I am using a Jetson AGX Xavier with 16GB RAM memory for object detection and instance segmentation inferencing. However the algorithms are running very slowly compared to standard desktop computers with 8GB GPU.
I have run jtop to check if the GPU is properly utilized. Every time the Program makes a prediction, the GPU usage goes up to 100%. However, under the memory registry of jtop, I notice that the GPU always only utilizes about 2GB of RAM memory when performing inference.
Should I consider it normal that the GPU “only” uses 2GB of RAM or can I somehow make it use more at the time?
To clarify, I am running the inferencing with a batch size of 1 because I want to use it for real-time application on an image stream.

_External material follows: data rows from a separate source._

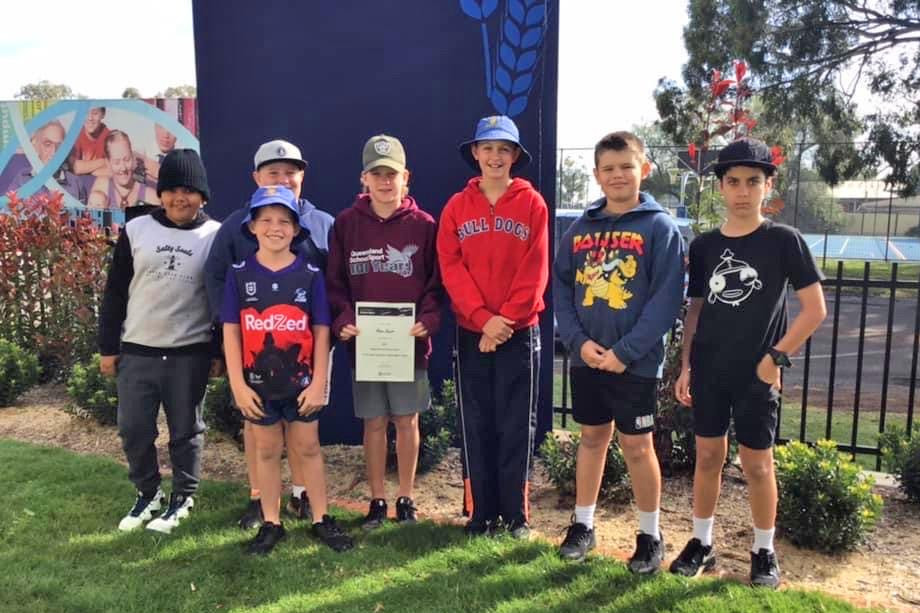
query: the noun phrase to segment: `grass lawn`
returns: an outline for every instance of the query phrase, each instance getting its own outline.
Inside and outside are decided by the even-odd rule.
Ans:
[[[0,611],[857,611],[814,593],[710,579],[633,577],[595,556],[565,564],[542,541],[468,540],[422,522],[361,534],[336,554],[291,523],[268,558],[242,554],[243,488],[206,482],[172,536],[115,529],[133,490],[106,459],[0,441]]]

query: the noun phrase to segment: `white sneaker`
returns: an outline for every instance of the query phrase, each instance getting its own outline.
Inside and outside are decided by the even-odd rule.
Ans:
[[[145,498],[138,492],[134,507],[118,522],[118,529],[122,532],[137,530],[144,525],[144,522],[153,519],[153,516],[163,508],[165,503],[166,494],[160,488],[157,488],[157,493],[152,498]]]
[[[169,534],[179,525],[180,521],[188,517],[188,513],[193,506],[195,506],[195,501],[191,496],[170,494],[169,507],[166,512],[147,524],[147,529]]]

I am using a swin-transformer model for object-detection and instance segmentation. I have taken it from MMDetection which is pytorch based. Running it on the Jetson on using the API of MMDetection(pytorch), I am getting an inference time of 1s per image (1 fps). Then I converted it to ONNX and ran it in onnxruntime-gpu. Which led to a speedup where it currently runs at 0.5s per image (2 fps). But it’s still very slow for real-time applications. I am trying to convert the model further to TensorRT but it’s proving to be quite a challenge and I am unsure if it will help that much.
For that reason, I was asking myself if the problem might be somehow hardware/gpu related.
Any help or advice would be much appreciated!